No Rio de Janeiro, o caso envolve um viajante que retornou recentemente de Uganda. Já em São Paulo, o paciente esteve na República Democrática do Congo, país que também enfrenta um surto da doença.

Pacientes receberam outros diagnósticos

O viajante que esteve em Uganda testou positivo para malária. Por outro lado, o homem que chegou da República Democrática do Congo recebeu diagnóstico de meningite meningocócica.

Mesmo assim, os profissionais de saúde mantêm os dois pacientes em isolamento e seguem os protocolos de vigilância epidemiológica. Dessa forma, as autoridades buscam garantir a segurança da população enquanto concluem as investigações.

Países africanos enfrentam surto da doença

Atualmente, Uganda e a República Democrática do Congo registram um surto de Ebola. Segundo dados do Centro de Controle e Prevenção de Doenças da África (CDC África), os dois países contabilizaram 263 casos confirmados e 43 mortes neste ano.

Além disso, mais de 1.100 casos suspeitos ainda passam por investigação. Diante desse cenário, a Organização Mundial da Saúde (OMS) declarou emergência de saúde pública internacional, ampliando o alerta para os países que recebem viajantes vindos das áreas afetadas.

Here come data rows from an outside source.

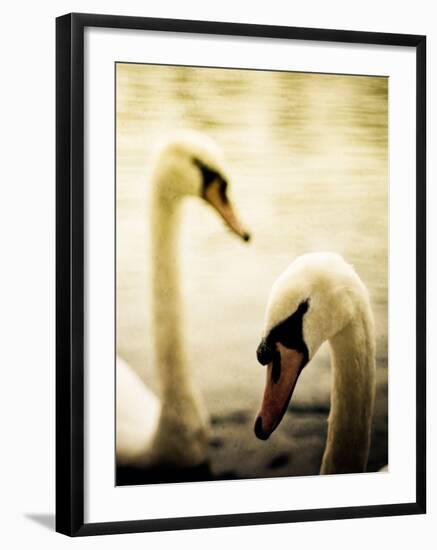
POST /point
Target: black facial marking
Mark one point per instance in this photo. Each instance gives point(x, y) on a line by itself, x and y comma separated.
point(288, 333)
point(209, 176)
point(276, 367)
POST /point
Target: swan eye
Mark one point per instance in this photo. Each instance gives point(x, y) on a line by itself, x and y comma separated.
point(264, 353)
point(289, 333)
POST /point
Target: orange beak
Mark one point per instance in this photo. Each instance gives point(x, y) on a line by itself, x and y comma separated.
point(282, 375)
point(220, 202)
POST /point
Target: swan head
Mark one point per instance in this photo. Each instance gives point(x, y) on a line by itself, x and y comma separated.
point(191, 164)
point(314, 299)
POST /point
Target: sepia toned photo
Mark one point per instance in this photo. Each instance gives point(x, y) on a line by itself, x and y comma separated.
point(251, 274)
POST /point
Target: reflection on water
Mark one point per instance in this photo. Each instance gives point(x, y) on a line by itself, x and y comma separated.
point(308, 158)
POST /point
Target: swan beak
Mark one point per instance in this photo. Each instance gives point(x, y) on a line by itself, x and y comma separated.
point(282, 374)
point(218, 200)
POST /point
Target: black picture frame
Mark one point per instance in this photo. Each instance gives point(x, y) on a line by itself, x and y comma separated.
point(70, 272)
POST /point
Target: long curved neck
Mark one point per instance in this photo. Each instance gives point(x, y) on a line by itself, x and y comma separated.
point(352, 397)
point(167, 303)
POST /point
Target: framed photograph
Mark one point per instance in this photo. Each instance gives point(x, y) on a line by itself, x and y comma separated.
point(240, 274)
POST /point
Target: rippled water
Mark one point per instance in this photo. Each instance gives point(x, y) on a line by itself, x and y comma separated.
point(308, 158)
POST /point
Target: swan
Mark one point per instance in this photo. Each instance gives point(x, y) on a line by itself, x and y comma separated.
point(320, 297)
point(171, 430)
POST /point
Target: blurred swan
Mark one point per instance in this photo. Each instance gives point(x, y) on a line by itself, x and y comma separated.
point(172, 430)
point(320, 297)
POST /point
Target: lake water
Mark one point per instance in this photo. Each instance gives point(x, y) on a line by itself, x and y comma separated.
point(308, 160)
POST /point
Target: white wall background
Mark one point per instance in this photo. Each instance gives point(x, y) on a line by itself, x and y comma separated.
point(27, 125)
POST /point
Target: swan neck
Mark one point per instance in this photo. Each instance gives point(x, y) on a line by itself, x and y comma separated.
point(167, 301)
point(352, 397)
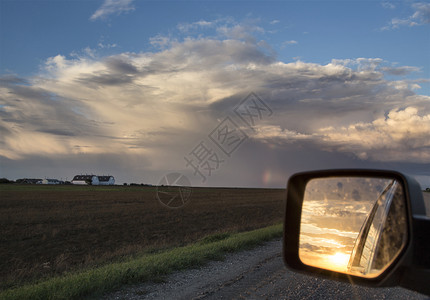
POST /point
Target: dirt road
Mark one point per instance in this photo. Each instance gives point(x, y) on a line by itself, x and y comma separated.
point(255, 274)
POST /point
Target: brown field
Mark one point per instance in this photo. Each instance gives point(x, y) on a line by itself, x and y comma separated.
point(47, 230)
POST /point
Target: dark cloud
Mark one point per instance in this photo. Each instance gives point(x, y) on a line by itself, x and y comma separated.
point(146, 111)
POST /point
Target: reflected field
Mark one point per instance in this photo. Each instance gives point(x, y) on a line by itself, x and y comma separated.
point(334, 211)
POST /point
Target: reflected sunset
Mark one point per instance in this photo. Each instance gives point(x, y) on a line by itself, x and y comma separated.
point(334, 210)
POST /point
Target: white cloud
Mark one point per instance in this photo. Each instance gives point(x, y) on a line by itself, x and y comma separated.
point(420, 16)
point(388, 5)
point(110, 7)
point(291, 42)
point(154, 106)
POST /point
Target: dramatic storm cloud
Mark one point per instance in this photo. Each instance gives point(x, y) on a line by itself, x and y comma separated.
point(145, 111)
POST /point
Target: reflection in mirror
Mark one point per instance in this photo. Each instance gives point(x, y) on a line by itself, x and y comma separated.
point(353, 225)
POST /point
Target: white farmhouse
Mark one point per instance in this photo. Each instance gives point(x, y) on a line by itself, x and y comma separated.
point(93, 180)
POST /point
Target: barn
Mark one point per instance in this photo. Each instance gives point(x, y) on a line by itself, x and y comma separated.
point(93, 180)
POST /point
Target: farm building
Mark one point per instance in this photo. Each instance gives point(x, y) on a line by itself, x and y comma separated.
point(50, 181)
point(93, 180)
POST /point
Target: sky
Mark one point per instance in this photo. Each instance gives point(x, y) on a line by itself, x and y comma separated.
point(227, 93)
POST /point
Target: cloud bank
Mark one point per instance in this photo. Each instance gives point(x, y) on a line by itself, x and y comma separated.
point(153, 107)
point(110, 7)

Quais são os sintomas do Ebola?

A infecção pelo vírus Ebola pode provocar febre alta, dor de cabeça intensa, dores musculares, fadiga, náuseas, vômitos, diarreia e dor abdominal. No entanto, em situações mais graves, a doença pode evoluir para hemorragias, choque e falência múltipla de órgãos.

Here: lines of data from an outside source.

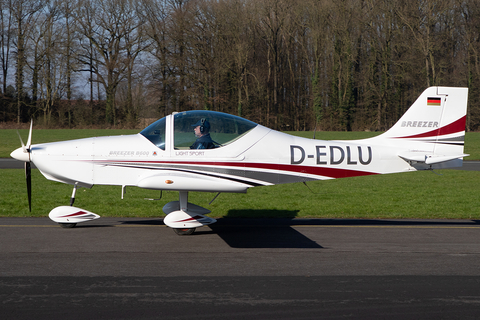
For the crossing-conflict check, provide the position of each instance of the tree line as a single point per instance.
(287, 64)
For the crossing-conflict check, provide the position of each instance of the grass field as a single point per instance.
(425, 195)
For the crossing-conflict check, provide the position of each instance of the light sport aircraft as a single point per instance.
(430, 135)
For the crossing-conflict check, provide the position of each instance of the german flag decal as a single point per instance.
(434, 101)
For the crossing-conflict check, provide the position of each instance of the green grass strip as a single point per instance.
(422, 195)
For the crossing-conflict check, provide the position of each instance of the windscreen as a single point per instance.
(202, 129)
(156, 133)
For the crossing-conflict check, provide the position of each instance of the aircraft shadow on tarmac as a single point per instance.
(272, 232)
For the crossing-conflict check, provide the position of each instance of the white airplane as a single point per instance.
(231, 154)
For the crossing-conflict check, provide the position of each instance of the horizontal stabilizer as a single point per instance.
(429, 158)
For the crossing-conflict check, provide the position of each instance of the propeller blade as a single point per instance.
(29, 141)
(28, 177)
(21, 141)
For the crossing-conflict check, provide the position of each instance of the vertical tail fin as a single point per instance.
(433, 129)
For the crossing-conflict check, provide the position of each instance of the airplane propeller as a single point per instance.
(23, 154)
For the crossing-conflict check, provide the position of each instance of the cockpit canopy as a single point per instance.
(223, 128)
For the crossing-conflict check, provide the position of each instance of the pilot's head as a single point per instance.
(202, 127)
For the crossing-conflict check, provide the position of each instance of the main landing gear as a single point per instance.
(184, 217)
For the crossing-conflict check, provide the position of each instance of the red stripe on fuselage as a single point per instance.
(318, 171)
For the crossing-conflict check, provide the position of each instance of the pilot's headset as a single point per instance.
(204, 125)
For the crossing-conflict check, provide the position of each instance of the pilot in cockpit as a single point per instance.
(202, 132)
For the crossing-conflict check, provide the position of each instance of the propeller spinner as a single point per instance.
(23, 154)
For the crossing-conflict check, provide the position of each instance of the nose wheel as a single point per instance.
(184, 231)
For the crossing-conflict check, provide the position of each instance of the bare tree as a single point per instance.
(106, 26)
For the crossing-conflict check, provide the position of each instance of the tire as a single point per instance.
(67, 225)
(184, 231)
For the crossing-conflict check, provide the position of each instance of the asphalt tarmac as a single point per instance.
(114, 268)
(240, 268)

Segundo o Ministério da Saúde, o período de incubação varia entre dois e 21 dias após a exposição ao vírus.

Como ocorre a transmissão?

O Ebola se transmite por meio do contato direto com fluidos corporais de pessoas infectadas. Entretanto, os pacientes só passam a transmitir a doença após o início dos sintomas.

Por isso, as autoridades reforçam a importância do monitoramento de viajantes provenientes de regiões afetadas e da adoção de medidas rápidas de isolamento quando surgem suspeitas da infecção.